If I was to make a compilation CD of the music that shaped my youth, Van Morrison would probably appear as a bonus track. He was there, lurking in the background never at the forefront. I can pinpoint his importance through sneaky memories, particularly linked to key songs and key moments that perhaps other people involved aren’t aware of. And oh how I loved the opening scene of ‘The Outsiders’ with sexy Matt Dillon leaning against the building as ‘Gloria’ played in the background – smooth.
Last night I had the opportunity to finally see Van Morrison live. The alien experience was finding myself feeling thoroughly unexcited about going to see an artist perform whom, quite frankly, I’d waited years to see. Don’t get me wrong, he and his band were fantastic; there was a real tightness to them, great skill shared among. What was disappointing to me was hearing jazz played in a large tent in a field. I felt the act would have been better suited to a more intimate venue.
When you attend festivals you run the risk of being disappointed by seeing a band you love. Either they don’t play the more esoteric tracks that true fans would appreciate or they don’t play enough popular tracks in favour of promoting their own new material. It’s difficult to get it right. In my experience a balance works well. A mix of the old and the new; the hackneyed and the rarities. Last night the place lacked buzz, energy. Over the sound of the music was this remarkable din, not of singing along with the band or even cheering, but chatting over this main act.
I guess part of me feels that an act such as this should be treated with more reverence.

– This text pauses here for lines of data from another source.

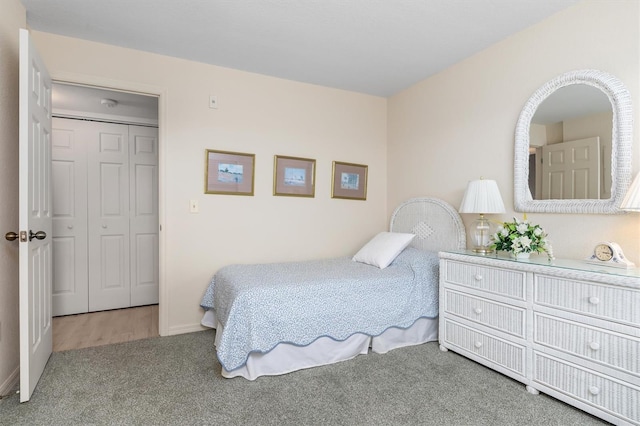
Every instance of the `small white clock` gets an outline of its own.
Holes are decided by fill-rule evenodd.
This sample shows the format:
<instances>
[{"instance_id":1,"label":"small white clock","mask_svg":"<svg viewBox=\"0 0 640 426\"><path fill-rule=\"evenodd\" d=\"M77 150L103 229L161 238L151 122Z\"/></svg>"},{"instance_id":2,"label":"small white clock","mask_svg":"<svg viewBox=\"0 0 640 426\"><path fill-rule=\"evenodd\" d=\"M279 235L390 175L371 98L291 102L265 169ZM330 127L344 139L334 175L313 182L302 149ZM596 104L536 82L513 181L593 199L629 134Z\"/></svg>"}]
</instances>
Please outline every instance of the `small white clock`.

We were privy to a neat performance with extremely talented musicians, often playing more than one instrument, the scatting of the lead singer (although disappointingly his band was not referred to in the posters, just the singer himself when anywho who’s witnessed it knows that it’s so much more – eh hello Bruce Springsteen, what do you say to that?).
The show ran to just over an hour and a half and a significant portion was devoted to lesser known tracks, which was pleasing to hear. What came as a personal disappointment to me was when the band launched into ‘Moondance’ playing a slightly different version from the norm. The realisation that the crowd knew this song filtered through the masses at varying rates. Once it had sunk in, the crowd adopted a sudden sense of life, energy. For the remaining five or so well known tracks, it finally felt like a proper gig where people were happy and excited, charged.
I was disappointed. No more so than when I saw and heard people get so excited about ‘Brown Eyed Girl’. As a fan of this song (who isn’t?) I found myself thinking it was hackneyed beyond the point of being able to properly enjoy it. It’s not the artist’s fault. It was a fantastic performance of a song that has made him extremely well known over the years. It just upset me that this was the one that got the crowd going, I felt all of my cynicism pour through me as these people, from differing generations, bopped about. Maybe if he’d just got it over the way right at the start and zigzagged between old and new material it might have been a richer experience.
The thing that finally satisfied me was to have Van Morrison not return to the stage after he left abruptly during ‘Gloria’. I just felt that to return and take centre stage and, potentially, all the glory after the lengthy improvised stint from his band would have cheapened the entire performance. I’m glad he bowed out gracefully, shame about the lack of chat with the crowd…
Am I just a stick in the mud or have you felt this way at a gig before?